Старший лейтенант Тимохин там был, потом рассказывал, что «десантура» забила хохла до смерти. Злющие были: у них недавно разведгруппа напоролась на засаду в ущелье Ботлих-Ведено, вся полегла. Наемников, как правило, десантники в плен не берут, арабов, хохлов и прибалтов сразу, без «собеседования», пускают в расход.
Вчера приснился Рафик Хайдаров, отличный парнишка, водителем у нас был. Большой мастер всякие байки рассказывать. Соберемся обычно у костра или в блиндаже у печки; греемся, портянки сушим, он и начинает баланду травить. Глядишь, и время летит незаметно, и настроение не такое поганое. Нам нравилось слушать его забавные истории. Мимика озорного круглого лица Рафика, хазановский голос и магические движения закопченных рук делали свое дело. Мы тогда, как сейчас помню, ржали, будь здоров. На эстраде бы ему выступать, да, видно, не судьба.

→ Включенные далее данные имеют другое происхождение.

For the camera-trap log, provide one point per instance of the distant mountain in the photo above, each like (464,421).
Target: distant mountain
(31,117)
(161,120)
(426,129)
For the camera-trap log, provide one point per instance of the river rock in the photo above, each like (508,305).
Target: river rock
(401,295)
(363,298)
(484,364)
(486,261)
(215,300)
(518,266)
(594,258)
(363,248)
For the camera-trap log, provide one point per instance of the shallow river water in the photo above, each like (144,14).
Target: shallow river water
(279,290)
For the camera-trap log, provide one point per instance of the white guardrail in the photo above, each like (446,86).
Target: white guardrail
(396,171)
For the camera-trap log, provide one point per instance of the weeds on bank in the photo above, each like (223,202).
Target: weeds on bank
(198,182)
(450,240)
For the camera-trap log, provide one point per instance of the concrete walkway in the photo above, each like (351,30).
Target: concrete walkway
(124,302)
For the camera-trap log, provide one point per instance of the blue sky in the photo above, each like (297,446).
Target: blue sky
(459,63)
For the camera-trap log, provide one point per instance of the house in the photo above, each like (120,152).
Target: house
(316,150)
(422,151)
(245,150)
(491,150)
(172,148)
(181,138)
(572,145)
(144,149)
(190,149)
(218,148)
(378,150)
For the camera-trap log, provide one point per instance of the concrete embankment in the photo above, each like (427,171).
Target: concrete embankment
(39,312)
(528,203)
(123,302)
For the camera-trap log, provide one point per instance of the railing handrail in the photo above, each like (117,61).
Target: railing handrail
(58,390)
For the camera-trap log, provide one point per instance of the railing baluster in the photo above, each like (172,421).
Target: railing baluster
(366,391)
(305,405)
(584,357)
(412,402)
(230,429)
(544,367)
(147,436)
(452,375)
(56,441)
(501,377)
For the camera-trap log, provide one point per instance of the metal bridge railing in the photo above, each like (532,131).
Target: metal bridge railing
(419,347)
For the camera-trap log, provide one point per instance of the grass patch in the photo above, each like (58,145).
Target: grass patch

Убили его в начале февраля, когда обстреляли колонну под Герзель-Аулом. Пуля от ДШК попала в голову, полчерепа снесло вместе со «сферой». А новенький бронежилет, который он повесил на дверцу кабины снаружи, чтобы была защита от обстрелов, так ему и не понадобился. «Урал» так изрешетили, что пришлось его до Ножай-Юрта на сцепке тащить.
Рафика увидел, сон как рукой сняло. Хоть ножом режь, не могу уснуть, на душе мерзко, в голову лезут всякие мысли. Наверное, все, кто там побывал, ненавидят ночь. Самое дрянное – в сумерки на пост заступать. Ночью в дозоре чувства обострены до предела. Затаишь дыхание, слышно, как сердце стучит. Вслушиваешься в малейший шорох, реагируешь на любой звук. Чуть что, даешь очередь и немедленно меняешь позицию, чтобы не накрыли, не грохнули. Не дай бог, зазеваться или закурить, в момент схлопочешь пулю в «котелок». Или уснуть «на часах». Были уже такие, в «калачевской» бригаде, уснули пацаны на посту, а проснулись уже в «царстве теней»…
Прошло два месяца, а война все не отпускает. По ночам охают взрывы гранат, и старшина Баканов громко кричит в ухо: «Ты что, Самура, не понял? Мы все здесь умрем!»
Было это в конце января, когда возвращались с зачистки села Ялхой-Мохк. Прямо с гор нас обстреляли из АГСа и пулеметов. Поднялась такая паника, что ответить на нападение не смогли даже опытные СОБРы. И пока не появились «вертушки», нам пришлось туго. Так и пролежали в придорожной канаве, в мерзкой холодной жиже, под градом пуль, боясь головы поднять… Потом вчетвером, скользя на мокрой глине, с трудом тащили вываливающегося из окровавленного разодранного бушлата, монотонно воющего кинолога Витальку Приданцева. Его оторванная рука валялась тут же рядом, у гусеничного трака, на кисти был туго намотан потрепанный поводок от убитого Карая. Выстрел осколочной гранаты попал как раз в то место, где они находились на броне БМП. Теперь свободный, не сдерживаемый хозяином, злобный взъерошенный Карай застыл как бы в последнем броске – с оскаленной мордой и развороченным брюхом, из которого вывалились связки темно-синих кишок…
Бля, суки! Несмотря ни на что, там была жизнь, тяжелая, опасная, но настоящая жизнь. А куда я вернулся? В полное говно!
На пятом этаже хлопнула дверь, раздались шаги. Ромка, сидя на трубе у батареи, встрепенулся. Защелкал зажигалкой и, стряхнув пепел в банку, закурил давно потухшую сигарету. Мимо, поздоровавшись, протопал заспанный сосед, который обычно чуть свет уезжал на своем фургончике на рынок.
Полгода спустя Ромку похоронили. Он «сел на иглу»: нашлись «добрые люди», уговорили пьяного парня словить «кайф». Но героиновый «кайф» продолжался недолго.
– Передозировка! – констатировал врач «Скорой помощи», склонившись над безжизненным Ромкиным телом. – Еще один. Кто же светлое будущее будет строить?
– У меня такое ощущение, Вадим Борисович, что идет настоящая война! – отозвалась сопровождавшая его медсестра. – Война против человечества. Словно мы запрограммированы… Уничтожаем себя…
Димка же, Ромкин приятель, так ни одного дня нигде и не проработал, «гробовые» деньги свои промотал до копейки и схлопотал срок, по пьяни изувечив в ночном баре какого-то торгаша с Кавказа.